ALMASim is a library-first Python environment for simulating ALMA observations, exploring ALMA metadata, downloading science products, and building ML-ready radio/mm-wave datasets.
It provides reusable services in src/almasim that can be driven by CLI scripts, Jupyter notebooks, a FastAPI backend, or direct Python code — all through the same staged API.
- Key Capabilities
- Architecture
- Installation
- Quick Start
- Staged Simulation API
- Skymodels
- Compute Backends
- Metadata and Downloads
- Backend Service
- Examples
- Documentation
- Contributing
- License
Simulation
- Build clean sky cubes from point, Gaussian, extended, molecular-cloud, diffuse, Galaxy Zoo, and Hubble-100 source models
- Simulate single-pointing ALMA interferometric observations with multi-configuration support (12m, 7m, TP)

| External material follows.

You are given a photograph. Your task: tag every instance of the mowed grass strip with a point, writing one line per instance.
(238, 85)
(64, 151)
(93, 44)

- PWV-aware per-channel noise model
- Additive astrophysical background sky — faint dusty galaxies, diffuse emission, or combined
- Optional serendipitous source injection
- Iterative CLEAN-style deconvolution with resumable state
- TP+INT feather-style image combination
Data Products
- Dirty cube, dirty visibilities, beam cube, UV mask cube, U/V coordinate cubes
- Interferometric, total-power, and combined TP+INT image cubes
- ML-ready HDF5 shards (clean cube + dirty cube + dirty visibilities + UV mask + metadata)
- Native MeasurementSet (
.ms) export via CASA tools or python-casacore
Metadata and Archive
- Query ALMA observations via TAP with rich inclusion/exclusion filters
- Normalise TAP columns into stable application fields
- Resolve DataLink products, download ALMA data products with parallel support
- Unpack raw ASDMs into MeasurementSets
- Apply delivered calibration to produce calibrated science MSs
Compute
- Synchronous, local multiprocess, Dask, Slurm, and Kubernetes backends
- Backend-agnostic simulation service layer
src/almasim/ ← installable library (pip install almasim)
services/
simulation.py ← staged pipeline entry points
interferometry/ ← UV sampling, baselines, noise, TP
imaging/ ← deconvolution, TP+INT combination
metadata/ ← TAP queries, normalisation
products/ ← MS export, HDF5 shards, cube export
compute/ ← backend abstraction
archive/ ← ASDM unpack, calibration apply
astro/ ← spectral lines, redshift, parameters
skymodels/ ← source model implementations
backend/ ← FastAPI service (Docker: ghcr.io/…/almasim-backend)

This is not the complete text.